Most economic reports from the US came in strong, with the import prices data and TIC long-term purchases report beating expectations. Import prices slid by only 0.6% in May instead of dropping by 1.1% as expected. It turns out that the decline in petroleum prices accounted for much of the slide in import prices for the month.
Meanwhile, the TIC long-term purchases report showed that net purchases of US securities fell from 140.5 billion USD to 83.0 billion USD in April. This suggests that demand for US securities rose more than estimated as investors from the UK, China, and Japan added to their Treasury holdings. On top of that, the ongoing debt drama in Europe encouraged investors to buy up relatively safer securities from Uncle Sam.

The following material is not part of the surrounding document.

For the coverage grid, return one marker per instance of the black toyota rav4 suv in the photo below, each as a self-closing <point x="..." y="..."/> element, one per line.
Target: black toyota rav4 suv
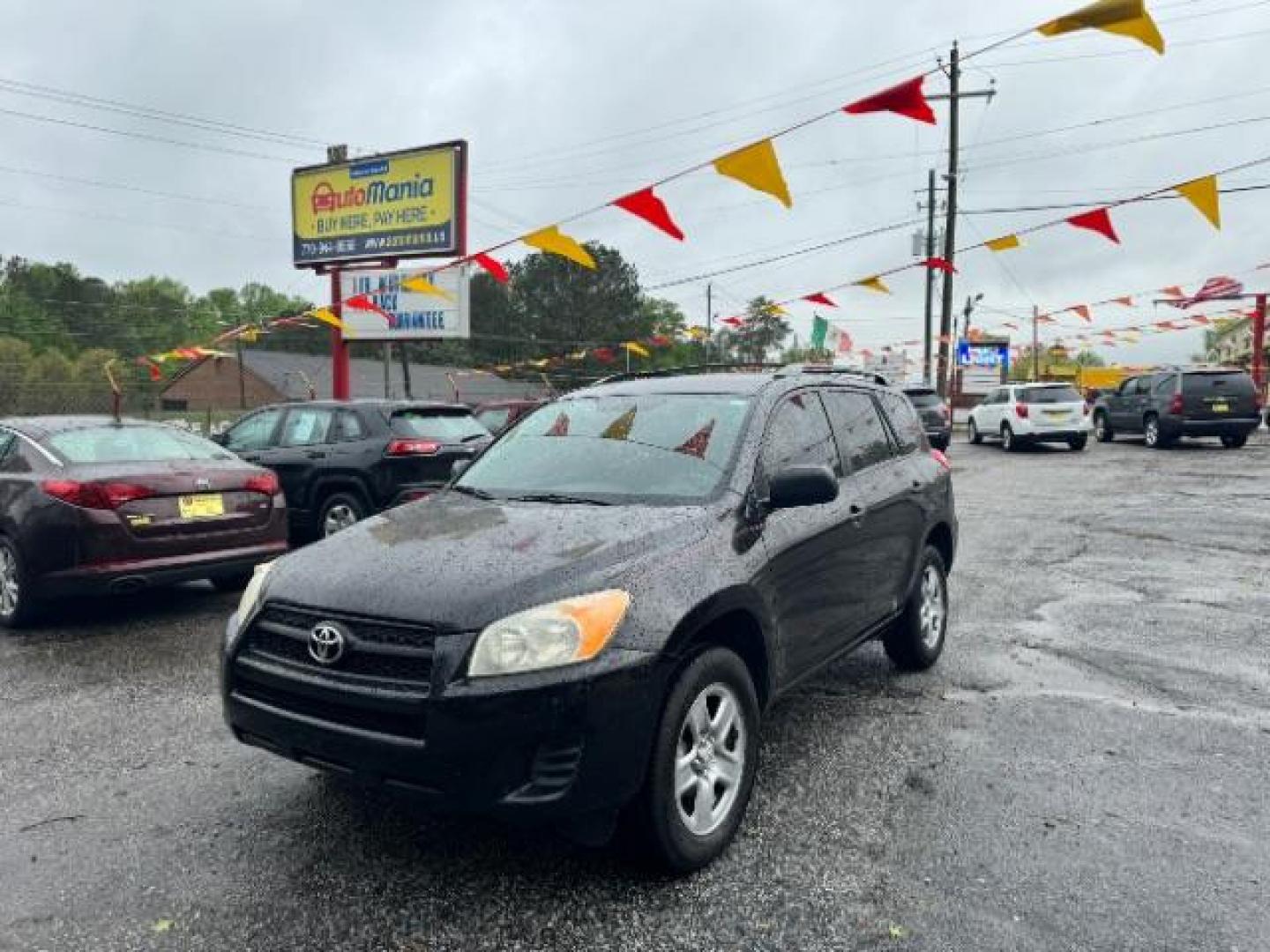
<point x="592" y="620"/>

The Empire State manufacturing index turned out to be quite a disappointment as it failed to meet expectations. The index for June climbed from 19.1 to 19.6, falling short of the consensus at 20.1. Still, the rise suggests that manufacturing conditions improved during the month led by an increase in business investment and higher demand for exports.
Uncle Sam has a full day ahead, with a bunch of economic releases on the docket. First, the PPI and core PPI figures are due 12:30 pm GMT. These reports are slated to post a 0.5% drop and a 0.1% uptick respectively, suggesting that inflationary pressures are still subdued. Next, the housing starts report also due 12:30 pm GMT could print a 0.65 million reading for May, down from the 0.67 million in housing starts seen last April. After that, the capacity utilization and industrial production figures are due. Capacity utilization is expected to climb from 73.7% to 74.6% in May while industrial production is estimated to rise by 0.9%. Better than expected results could encourage risk appetite to stay for another day, possibly driving the safe-haven Greenback lower against its rivals.
Later on, Fed Chairman Ben Bernanke is scheduled to give a speech at 9:45 pm GMT. He’ll be talking about financial reform at a conference in New York so keep your ears open for his remarks on the ongoing debt drama. Reassuring comments from the Fed head could spur demand for the Greenback.